Why are NDBIs so effective? 

There are several reasons why naturalistic developmental behavioral interventions are effective in supporting the development of children with autism:


  • NDBIs are child-centered. In other words, interventions are tailored to the child’s individual needs, interests, and abilities. This personalized approach can help promote motivation when it comes to learning new skills.
  • NDBIs prioritize a naturalistic approach. They are based on the child’s preferences and incorporate everyday routines and activities, which makes learning more relevant and meaningful.
  • NDBIs focus on social engagement and interaction, which are critical areas of development for children with autism. 
  • NDBIs are evidence-based. They are supported by extensive research, which helps ensure that the interventions are effective and appropriate for the needs of each child.
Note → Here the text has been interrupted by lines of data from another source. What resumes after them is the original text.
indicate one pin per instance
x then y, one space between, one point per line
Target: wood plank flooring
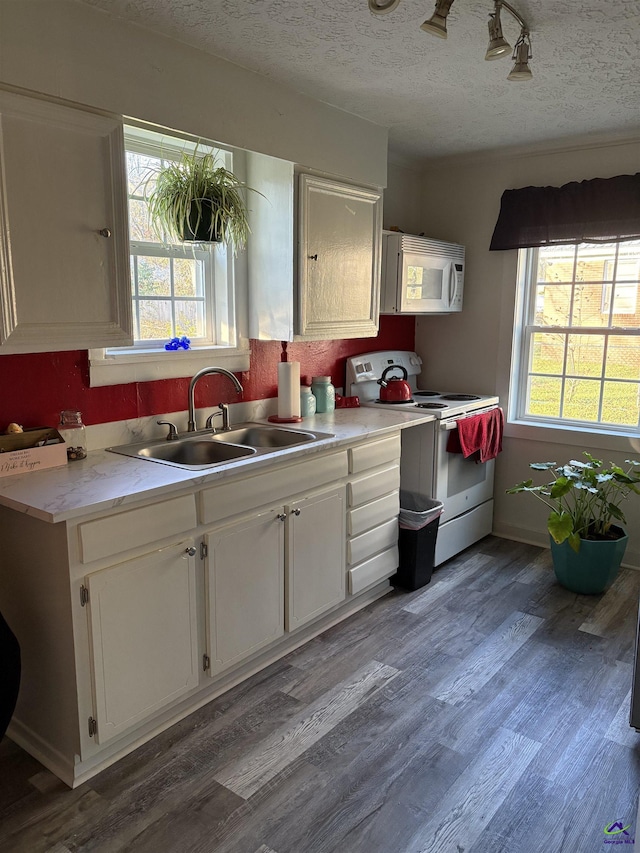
485 713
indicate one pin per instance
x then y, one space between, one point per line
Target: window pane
190 319
141 170
594 263
587 306
547 353
155 319
154 276
620 403
139 223
555 263
581 399
552 304
623 358
584 355
544 396
187 277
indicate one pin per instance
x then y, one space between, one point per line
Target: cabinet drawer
279 484
372 514
373 454
136 527
379 539
374 570
373 486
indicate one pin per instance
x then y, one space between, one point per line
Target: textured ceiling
438 97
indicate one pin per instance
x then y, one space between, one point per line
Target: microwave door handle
452 283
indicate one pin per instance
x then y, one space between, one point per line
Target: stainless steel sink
257 435
206 449
192 453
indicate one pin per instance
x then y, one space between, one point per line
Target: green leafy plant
583 497
195 198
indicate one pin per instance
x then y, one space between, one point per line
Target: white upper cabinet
324 285
339 230
64 249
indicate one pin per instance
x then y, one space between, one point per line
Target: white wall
472 351
68 50
403 198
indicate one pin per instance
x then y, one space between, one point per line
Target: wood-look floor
486 712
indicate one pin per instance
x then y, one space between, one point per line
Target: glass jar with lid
324 392
74 432
307 402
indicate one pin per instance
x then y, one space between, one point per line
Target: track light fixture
498 45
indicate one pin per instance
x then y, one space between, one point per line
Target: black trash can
419 519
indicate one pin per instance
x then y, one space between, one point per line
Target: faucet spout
206 371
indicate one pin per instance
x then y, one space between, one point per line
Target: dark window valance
596 211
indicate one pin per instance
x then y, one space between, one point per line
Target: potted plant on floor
584 498
197 199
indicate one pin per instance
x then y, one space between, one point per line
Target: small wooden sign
31 450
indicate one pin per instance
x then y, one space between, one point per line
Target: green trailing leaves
583 499
195 198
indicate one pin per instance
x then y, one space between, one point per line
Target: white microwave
420 276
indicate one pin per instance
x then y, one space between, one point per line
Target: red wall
34 388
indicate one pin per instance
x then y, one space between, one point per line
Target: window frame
521 353
228 344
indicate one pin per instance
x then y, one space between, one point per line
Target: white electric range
464 486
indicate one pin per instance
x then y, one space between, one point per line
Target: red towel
478 433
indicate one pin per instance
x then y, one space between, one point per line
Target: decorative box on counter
31 450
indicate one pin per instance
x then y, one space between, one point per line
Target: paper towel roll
289 389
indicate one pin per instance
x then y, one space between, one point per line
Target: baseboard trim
535 537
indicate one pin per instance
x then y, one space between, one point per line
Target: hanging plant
196 199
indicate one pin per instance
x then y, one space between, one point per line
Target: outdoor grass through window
580 357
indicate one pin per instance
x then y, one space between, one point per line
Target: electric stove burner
394 402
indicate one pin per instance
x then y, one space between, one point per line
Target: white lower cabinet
298 547
315 555
133 617
143 635
245 588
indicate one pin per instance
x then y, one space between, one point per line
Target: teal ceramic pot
593 568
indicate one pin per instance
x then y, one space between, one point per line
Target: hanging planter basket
201 225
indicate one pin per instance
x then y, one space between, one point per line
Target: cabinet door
64 256
315 556
144 643
245 587
340 228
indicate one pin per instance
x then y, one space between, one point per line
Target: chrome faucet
206 371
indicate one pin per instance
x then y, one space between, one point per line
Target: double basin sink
205 449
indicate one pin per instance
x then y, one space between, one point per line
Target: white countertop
105 480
13 Features That Are Common to the Intervention Approaches Classified as NDBIs

In her article entitled “Naturalistic Developmental Behavioral Interventions: Empirically Validated Treatments for Autism Spectrum Disorder” Laura Schreibman defines the features that NDBIs have in common: 

  1. Teaching incorporates the three-part contingency of antecedent, behavior, and consequence
  2. The use of a manual to guide implementation
  3. Accuracy assessment of the intervention implementation
  4. Individualized intervention goals
  5. Ongoing progress measurement
  6. Child-initiated teaching
  7. Setting up the environment in a way that promotes interaction and learning
  8. Prioritizing natural contingencies over external reinforcement
  9. Use of prompting and prompt fading to teach communication, social, and other skills
  10. Helping children to learn to take turns in social and play situations
  11. Modeling skills that children are being supported to learn
  12. Imitating children’s actions in order to motivate further communication attempts
  13. Using methodical approaches to broaden the repertoire of skills and interests.